Une œuvre fondamentalement politique
La longueur du film, plus de trois heures, permet de se concentrer sur tous ces détails, ces non-dits de la grande Histoire. Avoir voulu raconter les premiers moments, le récit s’interrompt avant les grandes victoires des missions Apollo et les premiers alunissages, permet d’échapper aux clichés et donne de la profondeur au film. Ce moment charnière est aussi celui où se matérialise une vision du monde, antagoniste, où l’espace devient le dernier enjeu de société. C’est ce qui le rend aussi aussi politique au sens noble du terme, comment vivons nous la Cité. Ce « nouveau monde » est contenu dans les mains de ceux qui ont fait le siècle.
Grâce à certains personnages à l’arrière plan, qu’on ne nomme jamais mais qu’on signale pourtant finement dans le champ, on voit bien que la place des anciens savants nazis est prépondérante dans ces nouveaux projets fondateurs de la société de demain. Que ce soit le chef de projet soviétique, ou Werner von Braun, le père de la conquête spatiale américaine, c’est bien sur les cendres de la Deuxième guerre mondiale et de la Shoah que va émerger le projet Mercury et au delà toutes les tentatives de se tourner vers l’espace.
Au delà des ces moments très techniques, qui ont une patine presque documentaire par instant, il faut saluer la beauté et la poésie du film lorsqu’il s’attache à regarder ses personnages.
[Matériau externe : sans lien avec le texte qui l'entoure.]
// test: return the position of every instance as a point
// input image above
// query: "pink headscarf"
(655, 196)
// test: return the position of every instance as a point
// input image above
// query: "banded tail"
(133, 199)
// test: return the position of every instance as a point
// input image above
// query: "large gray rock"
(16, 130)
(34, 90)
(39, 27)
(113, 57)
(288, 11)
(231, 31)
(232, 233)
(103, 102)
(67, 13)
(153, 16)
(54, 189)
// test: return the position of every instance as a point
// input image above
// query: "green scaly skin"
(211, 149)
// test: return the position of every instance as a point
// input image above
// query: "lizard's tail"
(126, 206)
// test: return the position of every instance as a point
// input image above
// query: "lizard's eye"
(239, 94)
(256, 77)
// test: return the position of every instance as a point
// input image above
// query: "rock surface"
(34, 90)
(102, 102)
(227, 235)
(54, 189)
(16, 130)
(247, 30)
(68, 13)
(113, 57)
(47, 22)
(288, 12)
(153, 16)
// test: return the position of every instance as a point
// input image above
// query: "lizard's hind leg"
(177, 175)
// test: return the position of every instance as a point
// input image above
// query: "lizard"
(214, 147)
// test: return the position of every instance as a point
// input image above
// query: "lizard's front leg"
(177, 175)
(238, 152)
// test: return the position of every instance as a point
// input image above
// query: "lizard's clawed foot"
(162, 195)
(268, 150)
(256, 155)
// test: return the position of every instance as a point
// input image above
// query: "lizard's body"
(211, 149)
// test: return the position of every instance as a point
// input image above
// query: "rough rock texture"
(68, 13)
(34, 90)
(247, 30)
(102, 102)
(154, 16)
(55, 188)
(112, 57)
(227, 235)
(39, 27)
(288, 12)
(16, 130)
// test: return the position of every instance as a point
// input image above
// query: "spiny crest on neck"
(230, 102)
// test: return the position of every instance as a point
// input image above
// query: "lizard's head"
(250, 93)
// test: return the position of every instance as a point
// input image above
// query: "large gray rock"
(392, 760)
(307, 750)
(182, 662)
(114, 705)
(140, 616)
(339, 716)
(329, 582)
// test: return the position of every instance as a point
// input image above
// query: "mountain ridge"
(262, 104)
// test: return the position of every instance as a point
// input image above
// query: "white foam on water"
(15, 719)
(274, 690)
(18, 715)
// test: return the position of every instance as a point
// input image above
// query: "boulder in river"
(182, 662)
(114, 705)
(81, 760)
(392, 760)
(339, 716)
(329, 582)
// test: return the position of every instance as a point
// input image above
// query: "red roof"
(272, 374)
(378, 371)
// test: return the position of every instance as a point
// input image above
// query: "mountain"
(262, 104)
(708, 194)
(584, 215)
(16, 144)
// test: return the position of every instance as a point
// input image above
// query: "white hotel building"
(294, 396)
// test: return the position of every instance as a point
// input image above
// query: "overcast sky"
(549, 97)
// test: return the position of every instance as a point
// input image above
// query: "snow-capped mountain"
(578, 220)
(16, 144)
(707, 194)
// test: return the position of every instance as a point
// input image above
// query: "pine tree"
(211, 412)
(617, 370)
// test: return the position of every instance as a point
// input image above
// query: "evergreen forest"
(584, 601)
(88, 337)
Là encore, on pense tout de suite à Sam Sheppard, cow-boy sans peur, sauvage et romantique, photographié chapeau sur la tête dans le paysage semi-désertique d’une Californie séduisante et sans âge. Le romantisme désuet presque post-adolescent de ces héros, livrés en pâture à un monde qui n’avait pas encore arrêté de rêver, fait de L’étoffe des héros un moment inoubliable de cinéma, toujours une référence près de quarante ans après sa sortie.